Another embodiment of the present disclosure provides a computer-readable storage medium storing a computer program which, when executed by a processor, implements a class search method as described above.

The computer readable storage medium may be included in the system and the electronic device of the present disclosure, or may exist alone.

A computer readable storage medium may be any tangible medium that can contain, or store a program that can be electronic, magnetic, optical, electromagnetic, infrared, semiconductor systems, apparatus, device, more specific examples including, but not limited to: an electrical connection having one or more wires, a portable computer diskette, a hard disk, an optical fiber, a Random Access Memory (RAM), a read-only memory (ROM), an erasable programmable read-only memory (EPROM or flash memory), a portable compact disc read-only memory (CD-ROM), an optical storage device, a magnetic storage device, or any suitable combination thereof.

The computer readable storage medium may also include a data signal propagated in baseband or as part of a carrier wave, with the computer readable program code embodied therein, specific examples of which include, but are not limited to, electromagnetic signals, optical signals, or any suitable combination thereof.

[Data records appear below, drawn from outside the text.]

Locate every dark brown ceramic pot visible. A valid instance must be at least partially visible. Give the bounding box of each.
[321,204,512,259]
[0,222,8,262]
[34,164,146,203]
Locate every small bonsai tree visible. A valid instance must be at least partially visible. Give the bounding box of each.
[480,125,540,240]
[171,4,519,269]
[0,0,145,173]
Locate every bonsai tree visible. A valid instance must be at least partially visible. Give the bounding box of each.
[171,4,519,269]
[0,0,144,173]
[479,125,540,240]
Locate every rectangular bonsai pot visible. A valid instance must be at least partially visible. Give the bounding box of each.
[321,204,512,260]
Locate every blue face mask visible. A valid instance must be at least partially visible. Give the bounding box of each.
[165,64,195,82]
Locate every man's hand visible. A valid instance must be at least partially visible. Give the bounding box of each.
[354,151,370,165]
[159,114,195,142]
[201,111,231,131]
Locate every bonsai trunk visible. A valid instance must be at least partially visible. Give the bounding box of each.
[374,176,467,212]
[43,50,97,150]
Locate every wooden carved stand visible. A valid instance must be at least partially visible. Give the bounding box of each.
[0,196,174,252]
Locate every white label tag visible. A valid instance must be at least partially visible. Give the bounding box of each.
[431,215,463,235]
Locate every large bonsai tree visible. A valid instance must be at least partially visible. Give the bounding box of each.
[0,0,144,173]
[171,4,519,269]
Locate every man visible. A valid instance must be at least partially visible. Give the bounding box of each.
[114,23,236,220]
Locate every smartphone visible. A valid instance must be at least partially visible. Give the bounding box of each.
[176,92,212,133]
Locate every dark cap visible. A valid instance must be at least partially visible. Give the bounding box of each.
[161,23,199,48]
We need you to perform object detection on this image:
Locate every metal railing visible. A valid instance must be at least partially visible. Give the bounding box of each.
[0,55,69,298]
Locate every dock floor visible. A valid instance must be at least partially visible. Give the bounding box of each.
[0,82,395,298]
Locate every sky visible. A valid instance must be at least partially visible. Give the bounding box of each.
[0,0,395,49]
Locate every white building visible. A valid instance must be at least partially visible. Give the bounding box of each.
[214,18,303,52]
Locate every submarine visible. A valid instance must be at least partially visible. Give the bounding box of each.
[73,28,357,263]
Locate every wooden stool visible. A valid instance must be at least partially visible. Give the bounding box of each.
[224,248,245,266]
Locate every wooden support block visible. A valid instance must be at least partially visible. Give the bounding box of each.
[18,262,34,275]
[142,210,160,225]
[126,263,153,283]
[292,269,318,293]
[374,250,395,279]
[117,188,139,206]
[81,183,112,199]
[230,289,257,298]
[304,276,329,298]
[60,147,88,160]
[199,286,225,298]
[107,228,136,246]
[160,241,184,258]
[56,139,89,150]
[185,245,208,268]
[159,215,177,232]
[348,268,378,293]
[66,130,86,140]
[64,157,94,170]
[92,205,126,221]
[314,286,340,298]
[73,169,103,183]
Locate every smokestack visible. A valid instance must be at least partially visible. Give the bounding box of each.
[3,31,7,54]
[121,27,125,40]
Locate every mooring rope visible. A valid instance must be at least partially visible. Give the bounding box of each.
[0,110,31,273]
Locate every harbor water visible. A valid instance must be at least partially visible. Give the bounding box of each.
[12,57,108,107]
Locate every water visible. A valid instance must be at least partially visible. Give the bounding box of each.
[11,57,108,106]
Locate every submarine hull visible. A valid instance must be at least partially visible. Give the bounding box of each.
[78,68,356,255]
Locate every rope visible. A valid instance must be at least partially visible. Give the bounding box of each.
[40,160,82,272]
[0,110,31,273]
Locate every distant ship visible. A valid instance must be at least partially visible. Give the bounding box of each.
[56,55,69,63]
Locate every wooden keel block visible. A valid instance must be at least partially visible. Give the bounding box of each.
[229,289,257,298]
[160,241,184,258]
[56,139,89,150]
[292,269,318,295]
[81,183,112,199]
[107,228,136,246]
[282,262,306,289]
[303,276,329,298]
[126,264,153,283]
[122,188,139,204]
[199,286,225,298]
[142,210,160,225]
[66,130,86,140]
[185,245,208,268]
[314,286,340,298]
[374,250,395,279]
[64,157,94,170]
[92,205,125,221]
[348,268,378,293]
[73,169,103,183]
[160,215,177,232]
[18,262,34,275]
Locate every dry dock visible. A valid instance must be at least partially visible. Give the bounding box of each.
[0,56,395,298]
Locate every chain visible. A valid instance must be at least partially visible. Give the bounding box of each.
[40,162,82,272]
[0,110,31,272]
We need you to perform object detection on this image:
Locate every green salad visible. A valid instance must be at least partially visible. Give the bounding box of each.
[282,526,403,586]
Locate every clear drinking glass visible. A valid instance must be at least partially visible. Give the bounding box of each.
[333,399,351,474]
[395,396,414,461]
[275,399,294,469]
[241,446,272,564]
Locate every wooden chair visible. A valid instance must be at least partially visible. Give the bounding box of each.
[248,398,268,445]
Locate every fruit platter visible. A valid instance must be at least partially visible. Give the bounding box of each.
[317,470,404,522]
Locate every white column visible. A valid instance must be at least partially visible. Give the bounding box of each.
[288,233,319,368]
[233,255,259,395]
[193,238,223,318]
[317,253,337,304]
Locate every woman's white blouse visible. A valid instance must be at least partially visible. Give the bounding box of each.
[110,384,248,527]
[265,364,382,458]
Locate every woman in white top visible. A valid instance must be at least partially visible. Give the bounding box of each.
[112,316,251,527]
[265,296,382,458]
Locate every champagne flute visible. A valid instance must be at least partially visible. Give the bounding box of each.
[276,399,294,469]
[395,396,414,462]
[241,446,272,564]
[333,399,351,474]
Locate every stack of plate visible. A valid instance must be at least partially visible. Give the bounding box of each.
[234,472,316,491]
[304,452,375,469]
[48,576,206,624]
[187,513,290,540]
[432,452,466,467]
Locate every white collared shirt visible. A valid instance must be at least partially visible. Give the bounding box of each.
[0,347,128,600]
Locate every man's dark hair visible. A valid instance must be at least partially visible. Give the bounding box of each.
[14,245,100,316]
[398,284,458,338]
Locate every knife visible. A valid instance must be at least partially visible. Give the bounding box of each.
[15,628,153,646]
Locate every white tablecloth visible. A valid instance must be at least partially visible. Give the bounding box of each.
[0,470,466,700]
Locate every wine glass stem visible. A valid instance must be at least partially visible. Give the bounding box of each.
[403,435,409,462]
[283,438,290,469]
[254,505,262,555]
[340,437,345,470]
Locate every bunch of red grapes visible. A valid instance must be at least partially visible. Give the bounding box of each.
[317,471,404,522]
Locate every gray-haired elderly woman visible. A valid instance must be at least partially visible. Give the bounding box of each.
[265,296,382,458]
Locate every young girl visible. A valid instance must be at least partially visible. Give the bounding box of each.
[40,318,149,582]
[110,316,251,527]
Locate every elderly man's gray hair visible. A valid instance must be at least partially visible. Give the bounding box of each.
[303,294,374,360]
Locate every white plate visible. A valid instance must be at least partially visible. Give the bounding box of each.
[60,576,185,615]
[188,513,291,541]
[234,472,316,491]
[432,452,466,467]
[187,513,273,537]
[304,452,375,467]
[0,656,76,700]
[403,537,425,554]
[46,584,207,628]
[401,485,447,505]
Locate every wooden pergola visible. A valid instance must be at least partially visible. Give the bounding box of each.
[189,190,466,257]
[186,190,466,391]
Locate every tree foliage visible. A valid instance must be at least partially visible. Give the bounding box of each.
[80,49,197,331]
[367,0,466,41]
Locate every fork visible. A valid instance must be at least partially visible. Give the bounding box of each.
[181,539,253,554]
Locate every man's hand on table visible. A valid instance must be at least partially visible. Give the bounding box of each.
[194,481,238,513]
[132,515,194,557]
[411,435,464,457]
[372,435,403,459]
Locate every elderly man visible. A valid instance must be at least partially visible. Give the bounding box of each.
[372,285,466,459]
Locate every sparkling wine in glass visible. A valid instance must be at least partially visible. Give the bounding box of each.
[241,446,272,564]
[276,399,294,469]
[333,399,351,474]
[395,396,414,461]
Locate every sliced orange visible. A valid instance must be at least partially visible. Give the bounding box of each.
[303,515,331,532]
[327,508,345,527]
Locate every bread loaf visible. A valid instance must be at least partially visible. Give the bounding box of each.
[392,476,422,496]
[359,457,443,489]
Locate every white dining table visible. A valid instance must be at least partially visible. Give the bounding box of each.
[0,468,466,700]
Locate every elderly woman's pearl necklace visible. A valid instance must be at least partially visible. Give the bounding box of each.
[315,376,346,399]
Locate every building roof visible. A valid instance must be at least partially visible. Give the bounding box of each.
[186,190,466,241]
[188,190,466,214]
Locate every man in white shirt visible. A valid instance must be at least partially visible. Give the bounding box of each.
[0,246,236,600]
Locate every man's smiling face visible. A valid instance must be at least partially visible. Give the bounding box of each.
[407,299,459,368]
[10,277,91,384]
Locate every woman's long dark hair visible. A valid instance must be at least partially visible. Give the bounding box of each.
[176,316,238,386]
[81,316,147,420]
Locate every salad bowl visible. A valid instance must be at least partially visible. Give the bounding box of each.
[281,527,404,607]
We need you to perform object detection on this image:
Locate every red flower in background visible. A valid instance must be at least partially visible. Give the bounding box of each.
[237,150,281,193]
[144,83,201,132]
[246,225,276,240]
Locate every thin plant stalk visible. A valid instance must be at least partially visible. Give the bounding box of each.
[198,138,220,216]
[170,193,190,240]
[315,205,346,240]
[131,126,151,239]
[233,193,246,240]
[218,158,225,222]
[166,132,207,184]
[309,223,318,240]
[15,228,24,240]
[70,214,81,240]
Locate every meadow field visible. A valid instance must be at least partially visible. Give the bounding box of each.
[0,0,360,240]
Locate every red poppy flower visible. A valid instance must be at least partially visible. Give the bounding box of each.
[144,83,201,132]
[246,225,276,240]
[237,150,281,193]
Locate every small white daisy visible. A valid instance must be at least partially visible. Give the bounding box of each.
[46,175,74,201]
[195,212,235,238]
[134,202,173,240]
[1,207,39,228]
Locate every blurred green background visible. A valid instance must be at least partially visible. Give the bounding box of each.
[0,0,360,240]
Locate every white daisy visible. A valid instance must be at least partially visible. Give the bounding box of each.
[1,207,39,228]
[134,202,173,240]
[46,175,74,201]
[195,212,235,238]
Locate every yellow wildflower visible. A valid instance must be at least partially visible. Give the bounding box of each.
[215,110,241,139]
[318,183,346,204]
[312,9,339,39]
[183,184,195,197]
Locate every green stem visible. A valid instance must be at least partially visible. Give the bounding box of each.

It is to be understood that the above embodiments are merely exemplary embodiments employed to illustrate the principles of the present disclosure, however, the present disclosure is not limited thereto. Various modifications and improvements may be made by those skilled in the art without departing from the spirit and substance of the disclosure, and are also considered to be within the scope of the disclosure.

Claims

1. A category retrieval method, the method comprising:

2. The case retrieval method according to claim 1, wherein the case retrieval encoder is trained by:

setting a class search encoder and a momentum encoder;

3. The case retrieval method according to claim 2, wherein the loss functionL _i The following relation is satisfied:

(1)

wherein ,Mrepresents the queue size of the momentum encoder,

Encoded representation of negative samples representing each mini-batch, +.>

and />

Each sample and its enhanced positive sample are represented separately.

4. The case retrieval method according to claim 2, wherein the updating the network weights of the encoder and the momentum encoder includes:

updating the network weight of the encoder by a back propagation method;

updating the network weights of the momentum encodings by the following formula (2):

(2)

wherein ,

for the network weight of the momentum encoder>

For the network weights of the encodings,

；

5. The case retrieval method according to claim 1, wherein the obtaining similar cases similar to the retrieved case sentences from the sentence vector representation and case vector representation sets includes:

and respectively calculating the similarity between the sentence vector representation and each case vector representation in the case vector representation set, and selecting a plurality of cases with highest similarity as the similar cases.

6. The case retrieval method according to claim 5, wherein the calculating the similarity between the sentence vector representation and each case vector representation in the case vector representation set, respectively, and selecting a plurality of cases with the highest similarity as the similar cases includes:

7. A category retrieval system, the system comprising:

8. The case retrieval system of claim 7, further comprising a training module to:

setting a class search encoder and a momentum encoder;

9. An electronic device, comprising:

at least one processor; the method comprises the steps of,

a memory communicatively coupled to the at least one processor for storing one or more programs that, when executed by the at least one processor, cause the at least one processor to implement the class retrieval method of any of claims 1-6.

10. A computer-readable storage medium storing a computer program, wherein the computer program, when executed by a processor, implements the class search method of any one of claims 1 to 6.